Median age, explained
Median age of all residents.
What it measures
Median age is the age that exactly half of a place's population is older than, and the other half is younger than. It is a single-number summary of how old a place is, but it can be misleading because it doesn't reveal the shape of the age distribution, two places with identical median ages can have very different proportions of children, working-age adults, and seniors. The Census Bureau publishes median age for the United States, every state, county, city, ZIP code, and census tract through ACS Table B01002.
Median age moves slowly under normal conditions: a one-year increase reflects an actual aging of the population (less in-migration of young adults, fewer births, or longer lifespans). It can move quickly when a place experiences a sharp migration event, a college closing, a military base expanding, a retirement community filling up.
Why it matters
Median age is a leading indicator for school enrollment, healthcare demand, labor-force participation, housing-type demand, and consumer spending patterns. Towns with a median age above 55 are aging in place, their schools are shrinking and their healthcare demand is rising. Towns with a median age below 30 are typically growing, they have a healthy birth rate, in-migrating young families, or both. State median ages predict long-run state tax structures: states with older populations rely more on property taxes (since retirees own homes but don't earn wage income), while states with younger populations rely more on income tax.

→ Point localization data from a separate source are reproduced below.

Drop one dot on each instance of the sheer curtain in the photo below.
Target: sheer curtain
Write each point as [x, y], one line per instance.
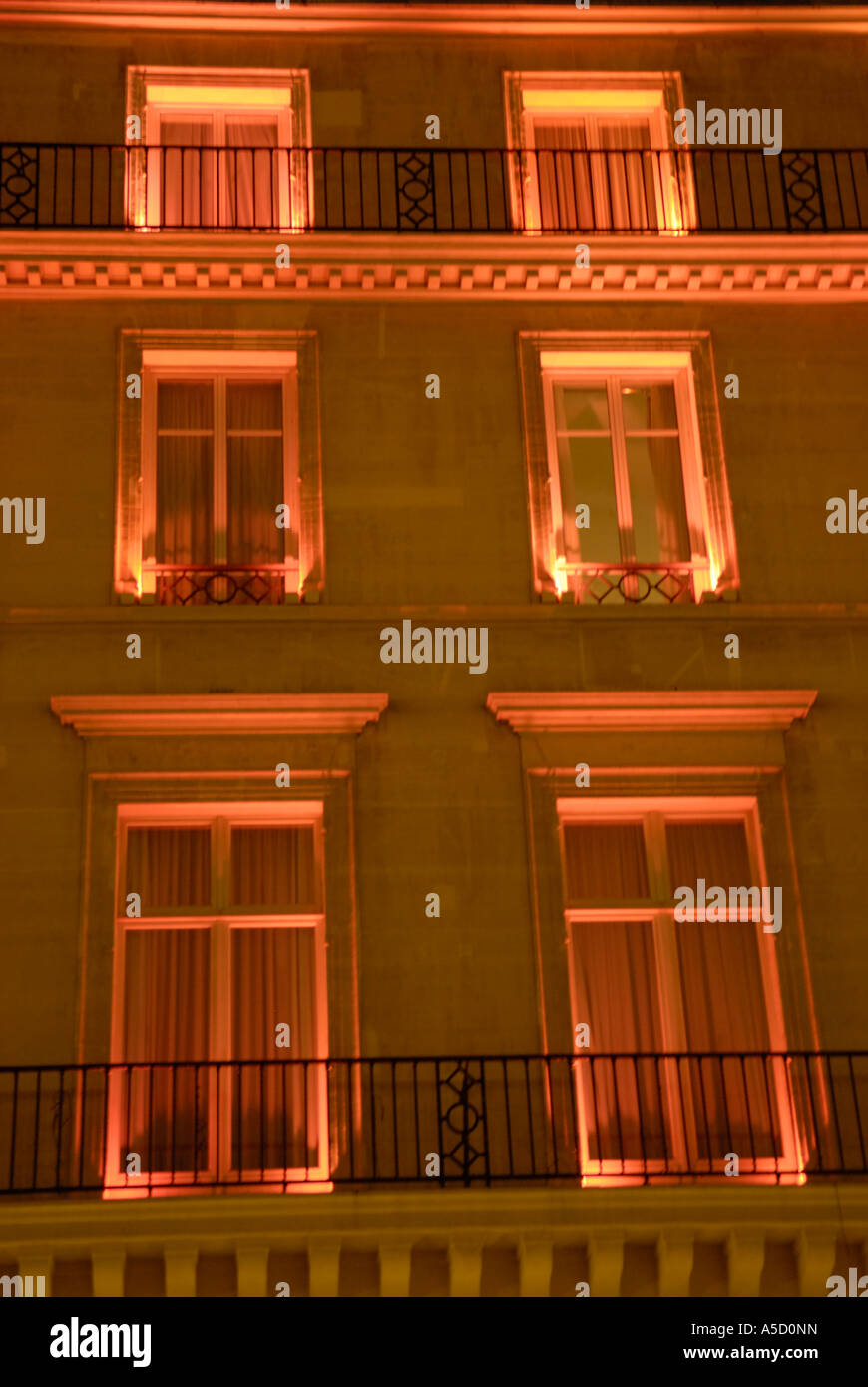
[724, 999]
[254, 459]
[249, 193]
[616, 991]
[656, 475]
[189, 173]
[563, 180]
[167, 1002]
[185, 476]
[273, 981]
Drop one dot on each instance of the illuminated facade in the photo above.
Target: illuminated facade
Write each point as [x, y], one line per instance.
[420, 579]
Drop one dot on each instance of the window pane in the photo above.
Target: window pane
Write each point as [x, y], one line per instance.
[605, 861]
[185, 487]
[255, 490]
[168, 867]
[586, 408]
[164, 1113]
[587, 477]
[273, 868]
[650, 406]
[252, 405]
[274, 1107]
[185, 404]
[616, 992]
[656, 495]
[188, 173]
[717, 852]
[724, 1006]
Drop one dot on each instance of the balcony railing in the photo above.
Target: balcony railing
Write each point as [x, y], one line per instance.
[533, 192]
[159, 1128]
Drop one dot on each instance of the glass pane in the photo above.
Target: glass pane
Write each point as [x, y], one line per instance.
[168, 867]
[735, 1105]
[650, 406]
[164, 1112]
[252, 405]
[185, 404]
[656, 494]
[255, 490]
[713, 850]
[616, 993]
[185, 487]
[273, 868]
[587, 477]
[586, 408]
[605, 861]
[274, 1106]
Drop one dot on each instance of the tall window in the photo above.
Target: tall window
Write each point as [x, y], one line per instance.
[600, 153]
[626, 468]
[647, 984]
[219, 469]
[220, 149]
[223, 959]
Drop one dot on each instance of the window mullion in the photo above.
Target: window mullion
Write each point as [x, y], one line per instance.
[220, 473]
[620, 472]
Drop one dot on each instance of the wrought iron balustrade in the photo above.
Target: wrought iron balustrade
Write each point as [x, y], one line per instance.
[465, 191]
[582, 1120]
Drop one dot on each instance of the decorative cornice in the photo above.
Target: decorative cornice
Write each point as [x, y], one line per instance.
[665, 710]
[217, 714]
[121, 263]
[386, 17]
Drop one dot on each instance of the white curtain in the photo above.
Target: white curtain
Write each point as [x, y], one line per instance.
[189, 173]
[719, 1106]
[267, 978]
[249, 193]
[724, 1000]
[254, 459]
[185, 476]
[591, 174]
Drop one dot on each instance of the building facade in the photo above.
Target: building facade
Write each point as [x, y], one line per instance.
[434, 648]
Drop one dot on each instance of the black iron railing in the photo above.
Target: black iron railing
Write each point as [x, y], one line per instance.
[200, 584]
[531, 192]
[438, 1121]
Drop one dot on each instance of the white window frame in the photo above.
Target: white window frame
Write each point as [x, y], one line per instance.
[658, 910]
[583, 356]
[612, 376]
[281, 95]
[219, 920]
[219, 368]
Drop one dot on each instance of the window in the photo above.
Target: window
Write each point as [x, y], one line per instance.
[220, 149]
[629, 494]
[598, 153]
[213, 462]
[227, 948]
[647, 984]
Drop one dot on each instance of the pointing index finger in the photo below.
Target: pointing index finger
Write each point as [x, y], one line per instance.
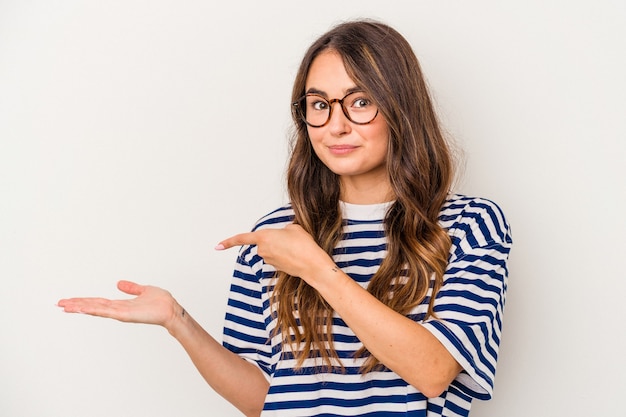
[237, 240]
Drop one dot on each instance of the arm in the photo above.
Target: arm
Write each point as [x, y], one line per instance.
[401, 344]
[238, 381]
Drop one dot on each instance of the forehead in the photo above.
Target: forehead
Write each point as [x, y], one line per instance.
[328, 74]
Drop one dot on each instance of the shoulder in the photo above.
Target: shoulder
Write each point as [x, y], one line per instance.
[275, 219]
[474, 222]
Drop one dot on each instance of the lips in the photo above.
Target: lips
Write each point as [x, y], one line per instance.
[342, 149]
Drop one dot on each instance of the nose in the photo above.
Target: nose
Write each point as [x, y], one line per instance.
[338, 124]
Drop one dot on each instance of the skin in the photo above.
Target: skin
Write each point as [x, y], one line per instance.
[401, 344]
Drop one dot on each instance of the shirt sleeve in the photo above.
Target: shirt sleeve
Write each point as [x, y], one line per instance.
[470, 303]
[245, 325]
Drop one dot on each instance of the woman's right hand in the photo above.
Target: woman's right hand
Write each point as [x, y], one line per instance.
[152, 305]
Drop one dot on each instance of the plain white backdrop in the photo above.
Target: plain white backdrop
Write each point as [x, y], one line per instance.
[134, 135]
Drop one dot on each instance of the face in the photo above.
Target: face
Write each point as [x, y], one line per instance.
[356, 153]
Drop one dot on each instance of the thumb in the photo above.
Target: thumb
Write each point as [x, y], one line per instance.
[130, 287]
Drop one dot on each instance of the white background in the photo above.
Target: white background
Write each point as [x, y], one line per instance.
[134, 135]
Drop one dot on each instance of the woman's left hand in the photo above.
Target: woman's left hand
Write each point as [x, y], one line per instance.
[291, 249]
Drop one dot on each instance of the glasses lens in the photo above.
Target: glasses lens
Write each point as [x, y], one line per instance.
[361, 109]
[357, 106]
[316, 109]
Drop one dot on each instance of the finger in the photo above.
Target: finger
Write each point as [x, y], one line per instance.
[130, 287]
[249, 238]
[93, 306]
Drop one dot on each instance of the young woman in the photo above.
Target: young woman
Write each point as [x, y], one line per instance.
[374, 291]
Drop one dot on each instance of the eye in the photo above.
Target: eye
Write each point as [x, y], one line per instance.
[319, 105]
[360, 102]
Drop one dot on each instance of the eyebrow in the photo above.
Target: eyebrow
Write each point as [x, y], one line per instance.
[314, 90]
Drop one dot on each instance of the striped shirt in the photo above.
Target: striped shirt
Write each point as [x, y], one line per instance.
[468, 306]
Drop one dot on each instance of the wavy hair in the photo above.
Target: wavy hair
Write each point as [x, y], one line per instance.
[420, 169]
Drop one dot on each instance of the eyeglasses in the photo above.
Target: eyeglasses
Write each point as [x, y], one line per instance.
[316, 110]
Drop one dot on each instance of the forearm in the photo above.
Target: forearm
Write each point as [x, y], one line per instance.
[401, 344]
[238, 381]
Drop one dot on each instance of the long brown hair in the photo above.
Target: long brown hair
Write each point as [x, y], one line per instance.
[381, 61]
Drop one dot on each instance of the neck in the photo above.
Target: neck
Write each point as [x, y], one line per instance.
[366, 192]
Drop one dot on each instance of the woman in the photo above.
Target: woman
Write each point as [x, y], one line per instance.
[375, 291]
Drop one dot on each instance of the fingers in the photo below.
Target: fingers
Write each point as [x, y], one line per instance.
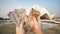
[39, 21]
[22, 23]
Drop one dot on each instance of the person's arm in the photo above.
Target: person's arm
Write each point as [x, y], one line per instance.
[20, 29]
[38, 26]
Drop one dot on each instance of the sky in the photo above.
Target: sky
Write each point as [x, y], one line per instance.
[53, 6]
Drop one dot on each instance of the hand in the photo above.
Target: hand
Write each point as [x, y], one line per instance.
[37, 25]
[20, 29]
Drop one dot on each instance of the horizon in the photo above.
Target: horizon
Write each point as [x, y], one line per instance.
[53, 6]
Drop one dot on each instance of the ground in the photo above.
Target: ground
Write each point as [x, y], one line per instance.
[10, 29]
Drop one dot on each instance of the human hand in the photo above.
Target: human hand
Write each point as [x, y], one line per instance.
[20, 28]
[37, 25]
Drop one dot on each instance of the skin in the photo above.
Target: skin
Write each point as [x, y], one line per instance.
[37, 29]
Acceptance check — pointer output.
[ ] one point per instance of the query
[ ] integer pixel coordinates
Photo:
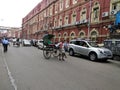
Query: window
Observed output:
(83, 14)
(60, 21)
(55, 22)
(66, 20)
(51, 8)
(73, 17)
(116, 5)
(75, 1)
(61, 5)
(67, 3)
(56, 8)
(95, 12)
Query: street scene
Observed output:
(25, 68)
(60, 45)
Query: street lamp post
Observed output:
(89, 21)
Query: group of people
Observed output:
(63, 48)
(5, 43)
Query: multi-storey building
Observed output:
(68, 19)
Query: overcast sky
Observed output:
(12, 11)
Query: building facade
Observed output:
(69, 19)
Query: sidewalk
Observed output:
(4, 79)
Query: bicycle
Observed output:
(49, 49)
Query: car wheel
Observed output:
(93, 56)
(71, 52)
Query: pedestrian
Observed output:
(5, 44)
(65, 44)
(62, 54)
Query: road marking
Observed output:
(12, 80)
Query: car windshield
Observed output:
(93, 44)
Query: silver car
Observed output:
(89, 49)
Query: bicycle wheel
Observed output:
(55, 52)
(46, 53)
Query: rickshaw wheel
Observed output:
(55, 52)
(46, 53)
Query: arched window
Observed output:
(59, 37)
(95, 12)
(83, 14)
(94, 35)
(81, 35)
(74, 17)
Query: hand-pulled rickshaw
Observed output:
(48, 47)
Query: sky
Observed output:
(12, 11)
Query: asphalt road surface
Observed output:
(25, 68)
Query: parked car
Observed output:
(40, 44)
(26, 42)
(89, 49)
(113, 45)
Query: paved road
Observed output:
(31, 71)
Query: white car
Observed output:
(26, 42)
(89, 49)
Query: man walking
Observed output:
(5, 44)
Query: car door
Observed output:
(83, 48)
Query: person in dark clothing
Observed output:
(5, 43)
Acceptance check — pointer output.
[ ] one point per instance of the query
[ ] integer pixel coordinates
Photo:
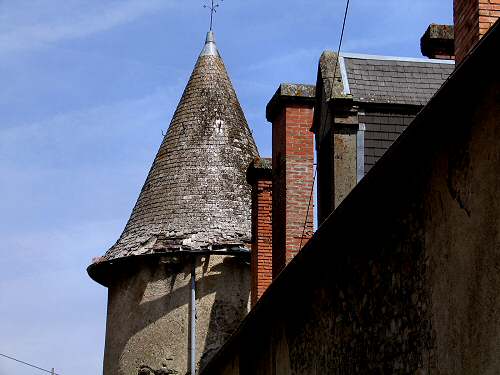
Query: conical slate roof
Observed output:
(195, 196)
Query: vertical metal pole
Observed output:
(193, 317)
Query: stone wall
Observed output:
(148, 323)
(404, 277)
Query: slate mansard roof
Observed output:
(196, 196)
(392, 80)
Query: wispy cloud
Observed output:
(31, 24)
(295, 57)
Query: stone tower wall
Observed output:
(148, 321)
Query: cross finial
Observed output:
(213, 9)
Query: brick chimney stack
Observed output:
(472, 20)
(259, 176)
(291, 113)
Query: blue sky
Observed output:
(88, 86)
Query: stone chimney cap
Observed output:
(438, 42)
(210, 48)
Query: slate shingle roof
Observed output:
(377, 79)
(196, 194)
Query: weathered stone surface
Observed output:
(403, 277)
(148, 321)
(195, 195)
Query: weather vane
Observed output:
(213, 9)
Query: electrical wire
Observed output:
(28, 364)
(324, 123)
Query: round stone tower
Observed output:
(178, 277)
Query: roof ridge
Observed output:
(362, 56)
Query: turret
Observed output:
(178, 277)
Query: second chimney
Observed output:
(472, 20)
(291, 113)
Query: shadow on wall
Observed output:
(154, 292)
(230, 280)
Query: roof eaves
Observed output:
(395, 58)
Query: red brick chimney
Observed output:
(259, 175)
(291, 113)
(472, 20)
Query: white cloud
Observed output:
(35, 23)
(294, 58)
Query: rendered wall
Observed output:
(148, 321)
(404, 277)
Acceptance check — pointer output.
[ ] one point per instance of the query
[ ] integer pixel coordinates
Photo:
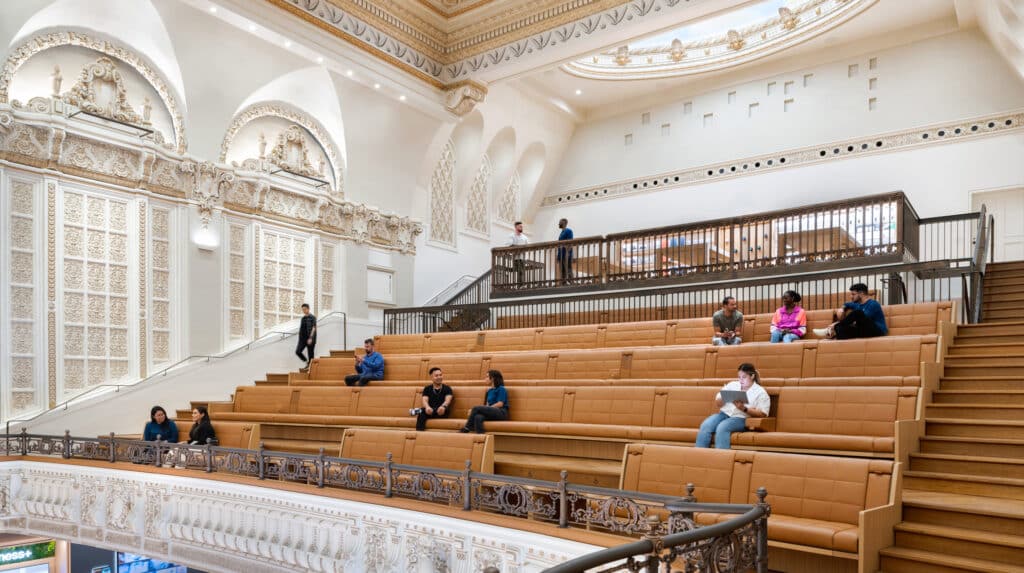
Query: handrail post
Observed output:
(762, 532)
(563, 501)
(467, 500)
(320, 469)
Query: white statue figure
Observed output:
(57, 79)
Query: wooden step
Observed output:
(979, 396)
(945, 482)
(1013, 430)
(971, 512)
(999, 547)
(972, 347)
(992, 447)
(968, 465)
(982, 328)
(985, 360)
(998, 369)
(901, 560)
(982, 383)
(1006, 411)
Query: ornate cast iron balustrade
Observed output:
(612, 511)
(868, 230)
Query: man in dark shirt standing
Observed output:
(437, 398)
(307, 337)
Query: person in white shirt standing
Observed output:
(518, 239)
(732, 415)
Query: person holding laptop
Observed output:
(736, 401)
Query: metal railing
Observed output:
(98, 389)
(595, 509)
(867, 230)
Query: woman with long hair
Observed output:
(732, 415)
(496, 404)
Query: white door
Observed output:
(1007, 207)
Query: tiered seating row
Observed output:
(816, 501)
(922, 318)
(887, 356)
(852, 419)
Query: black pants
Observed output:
(421, 419)
(478, 414)
(303, 347)
(357, 380)
(856, 325)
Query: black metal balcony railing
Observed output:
(873, 229)
(595, 509)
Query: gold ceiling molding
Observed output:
(391, 31)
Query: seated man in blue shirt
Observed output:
(862, 317)
(368, 367)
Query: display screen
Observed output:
(131, 563)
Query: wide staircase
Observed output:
(964, 491)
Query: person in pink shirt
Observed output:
(790, 321)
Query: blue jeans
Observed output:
(777, 336)
(722, 427)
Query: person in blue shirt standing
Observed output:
(862, 317)
(497, 407)
(564, 254)
(368, 367)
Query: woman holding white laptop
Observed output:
(733, 413)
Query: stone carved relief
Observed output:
(303, 121)
(40, 43)
(28, 140)
(442, 197)
(477, 218)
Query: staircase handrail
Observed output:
(279, 335)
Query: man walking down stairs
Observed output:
(964, 490)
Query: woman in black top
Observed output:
(202, 431)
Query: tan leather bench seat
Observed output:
(816, 500)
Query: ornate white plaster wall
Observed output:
(942, 79)
(233, 527)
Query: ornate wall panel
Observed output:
(326, 270)
(284, 284)
(94, 291)
(239, 282)
(477, 218)
(230, 527)
(508, 207)
(442, 197)
(24, 378)
(163, 308)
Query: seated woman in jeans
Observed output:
(732, 416)
(497, 405)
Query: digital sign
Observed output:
(18, 554)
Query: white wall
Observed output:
(941, 79)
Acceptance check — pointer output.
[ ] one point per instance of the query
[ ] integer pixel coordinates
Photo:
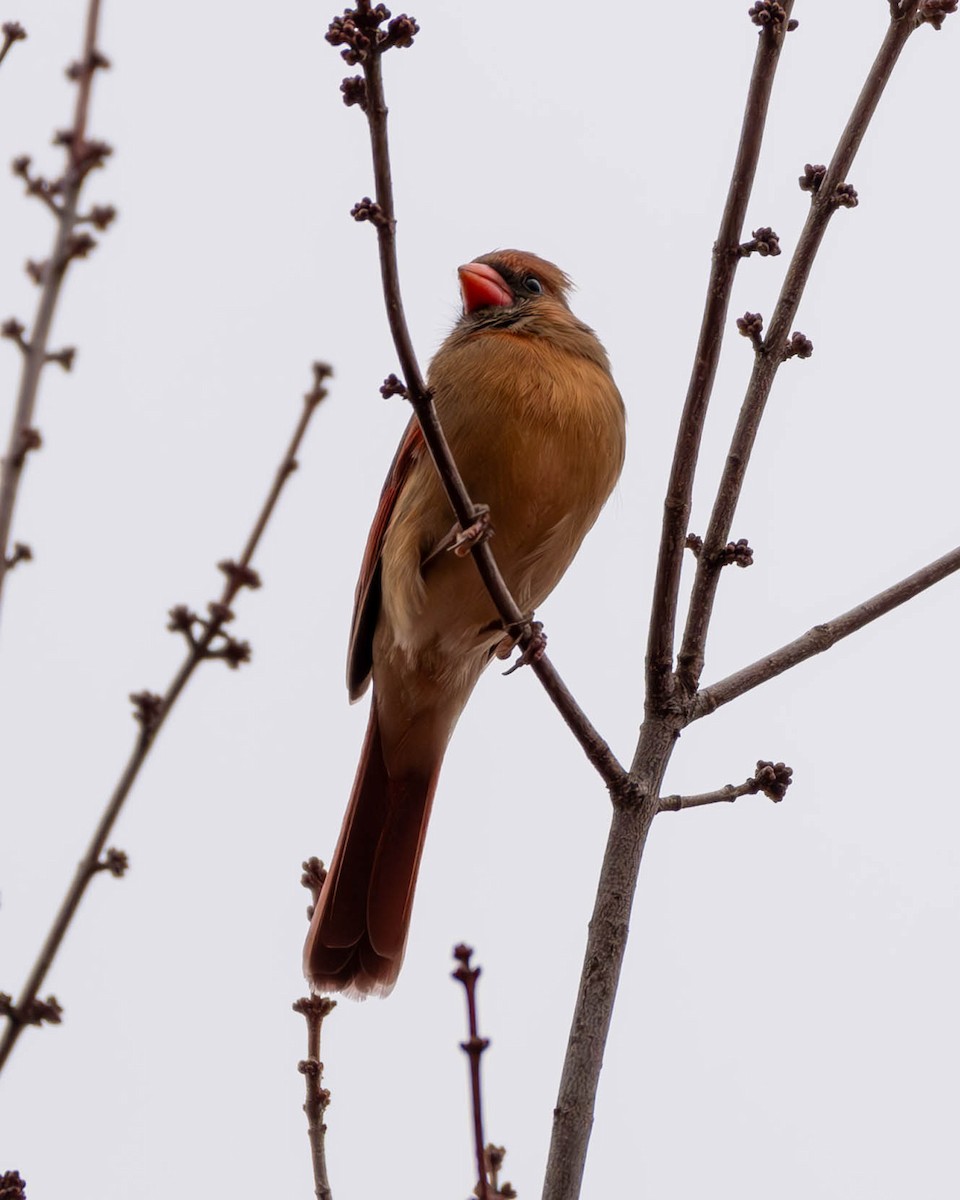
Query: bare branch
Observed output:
(726, 255)
(829, 191)
(822, 637)
(315, 1009)
(150, 712)
(12, 31)
(366, 43)
(63, 198)
(772, 778)
(474, 1048)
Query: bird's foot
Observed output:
(533, 652)
(462, 540)
(474, 534)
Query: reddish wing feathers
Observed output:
(367, 600)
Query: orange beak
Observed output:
(481, 287)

Top US places by median age
Top 25 per geography type from the latest ACS vintage. See the full ranking links for the complete eligible universe.
Top states (2024)
SEE ALL 51 →Top metro areas (2024)
SEE ALL 925 →Top counties (2024)
SEE ALL 3,144 →Top cities (2024)
SEE ALL 6,826 →Top ZIP codes (2024)
SEE ALL 16,898 →How the Census measures it
ACS Table B01002 reports median age by sex. The Census Bureau orders every responding household member by age and picks the middle value. The 5-year ACS smooths year-over-year volatility, which is helpful for stable estimates but can mask rapid aging in fast-changing places. The figure includes everyone counted at their usual residence, which means college towns reflect the student-age population, not the year-round residents.
How to read the numbers
The US median age is about 39 years. The youngest states are Utah (32) and several Plains states with high birth rates; the oldest is Maine (46) and a tier of New England, Florida, and slow-growing rural states. Among cities, the youngest are college towns (College Station, Texas; Provo, Utah) and military hubs; the oldest are Florida retirement communities (The Villages, Sun City Center) and rural towns whose young people have left. A median age above 50 in an otherwise normal place is a strong signal of population decline by attrition, young families are not moving in to replace aging residents.
Caveats and limitations
Median age is a snapshot, it cannot distinguish a place that is young because it is growing fast (lots of in-migrating 25-35 year-olds) from a place that is young because it has a high birth rate (lots of 0-5 year-olds). Look at the age-pyramid metrics (% under 18, % 65+) and the population growth rate alongside median age to disambiguate. Also: small places with institutional populations (a prison, a military base, a university) can have wildly skewed median ages that don't reflect the surrounding community.